Entretien avec le président de l'Association of Trust and Management Companies - Monsieur SHAHED HOOLASH
Jusqu’à présent, il n’y a pas eu beaucoup de départs de clients en raison de la liste noire, n’empêche, il se peut que les investisseurs cherchent des alternatives à Maurice pour les nouvelles structures, observe le président de l’ATMC.
En dépit des réformes initiées par Maurice pour s’aligner sur les meilleures pratiques internationales, il se retrouve aujourd’hui sur la liste noire de l’Union européenne. A-t-on les cartes en main pour convaincre les investisseurs ?
Par souci de clarté, il n’y a aucun lien entre la liste grise du GAFI et la liste noire de l’Union européenne, qui relève davantage de la lutte contre le blanchiment d’argent et le financement du terrorisme, et de la question de la compétence en matière de substance et de pratiques fiscales dommageables.
Nous devons comprendre que les traités fiscaux existent pour promouvoir le commerce et l’investissement entre deux nations souveraines. Ils sont conclus en fonction d’un contexte politique et économique spécifique. En conséquence, les pays concluront, renégocieront et résilieront les conventions fiscales en fonction des besoins du moment.
De nombreuses conventions fiscales conclues par Maurice avec d’autres pays partent du principe que ces pays se trouvent dans une phase de leur développement économique où leur seule priorité est d’attirer des capitaux pour financer leur croissance économique et qu’ils sont donc prêts à accorder des incitations fiscales pour attirer des capitaux. Ces conventions étaient basées sur le modèle de l’OCDE (Organisation de coopération et de développement économiques). À mesure qu’ils progressent sur la voie de la croissance et de la sophistication, ils deviennent attractifs en tant que destination d’investissement.

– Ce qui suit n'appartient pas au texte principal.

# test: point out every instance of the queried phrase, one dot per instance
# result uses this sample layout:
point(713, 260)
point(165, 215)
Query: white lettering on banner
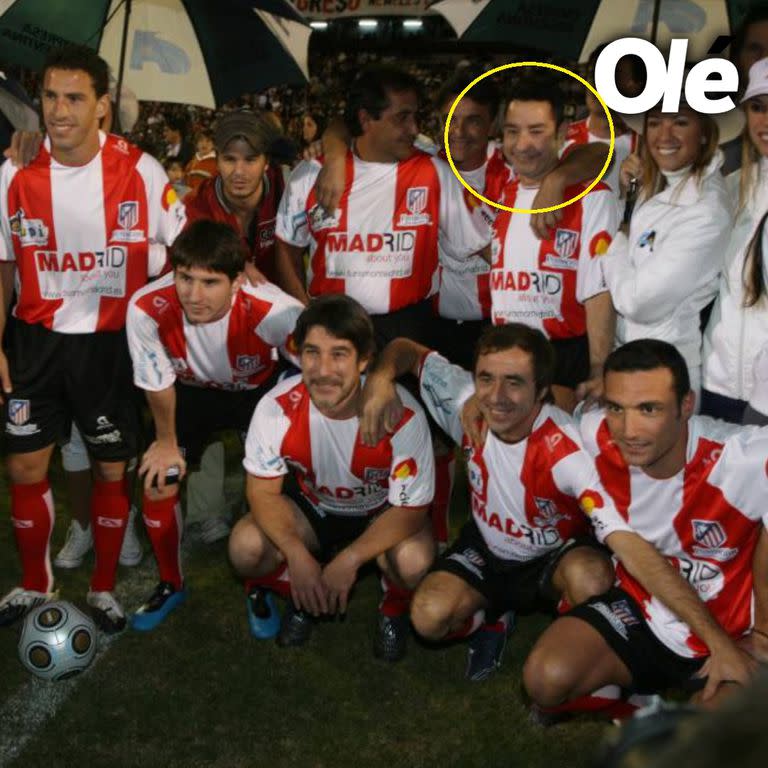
point(87, 273)
point(665, 79)
point(386, 254)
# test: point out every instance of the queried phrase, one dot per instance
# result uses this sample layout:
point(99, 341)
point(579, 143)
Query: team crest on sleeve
point(710, 537)
point(589, 501)
point(127, 219)
point(416, 202)
point(319, 218)
point(29, 231)
point(405, 469)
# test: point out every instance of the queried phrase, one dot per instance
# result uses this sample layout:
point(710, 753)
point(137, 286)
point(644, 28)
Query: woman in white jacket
point(738, 328)
point(665, 270)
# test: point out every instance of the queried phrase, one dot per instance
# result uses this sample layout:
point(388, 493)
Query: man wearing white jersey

Ils n’ont donc plus besoin d’accorder des incitations fiscales et de renégocier leurs conventions fiscales en conséquence.
Maurice a déjà modifié toutes ses conventions par le biais de l’instrument multilatéral de l’OCDE, où il n’y aura pas de non-double imposition et où le chalandage de conventions fiscales (treaty shopping) est interdit. Il existe désormais un mécanisme qui permet à nos partenaires de refuser les avantages de la convention si celle-ci sert principalement à éviter l’impôt.
«Notre modèle commercial devra évoluer»
Cela aura pour effet de garantir que seules les entreprises ayant une raison d’être et une substance commerciales appropriée pourront utiliser Maurice, puisque nous avons mis en place des exigences en matière de substance, comme l’exige l’OCDE.
En tant que régulateur du secteur non bancaire, la Financial Services Commission (FSC) n’a pas la responsabilité d’attirer les investisseurs. Cela relève davantage de l’Economic Development Board. La FSC peut néanmoins faire beaucoup pour que les investisseurs se sentent à l’aise à Maurice.
Quelles sont les juridictions concurrentes qui devraient profiter du «blacklisting» de Maurice ?
Nous opérons dans un environnement concurrentiel et jusqu’à présent, nous n’avons pas vu beaucoup de clients partir en raison de la liste noire. Il se peut que les clients cherchent des alternatives à Maurice pour les nouvelles structures. Mais étant donné le contexte économique actuel, les affaires sont globalement lentes et Maurice ne fait pas exception à la règle. Notre espoir est que nous sortirons de la liste grise du GAFI et de la liste noire de l’UE le plus rapidement possible.
Comment bâtir la résilience du global business ?
Notre modèle commercial devra évoluer conformément aux exigences des organismes de normalisation mondiaux. Nous ne pouvons pas garder l’idée que ce qui a fonctionné hier et fonctionne aujourd’hui, fonctionnera demain. Il existe un mouvement mondial et nous devons rester en tête en examinant sérieusement notre modèle et en décidant de la direction à prendre.
Le respect des réglementations internationales reste l’exigence primordiale, dans le cadre de laquelle nous devons construire notre niche pour nous rendre pertinents à la fois pour nos investisseurs et pour les entreprises dans lesquelles nous investissons. Cela ne pourra se faire qu’avec un partenariat public/privé solide pour faire passer ce secteur à un niveau supérieur.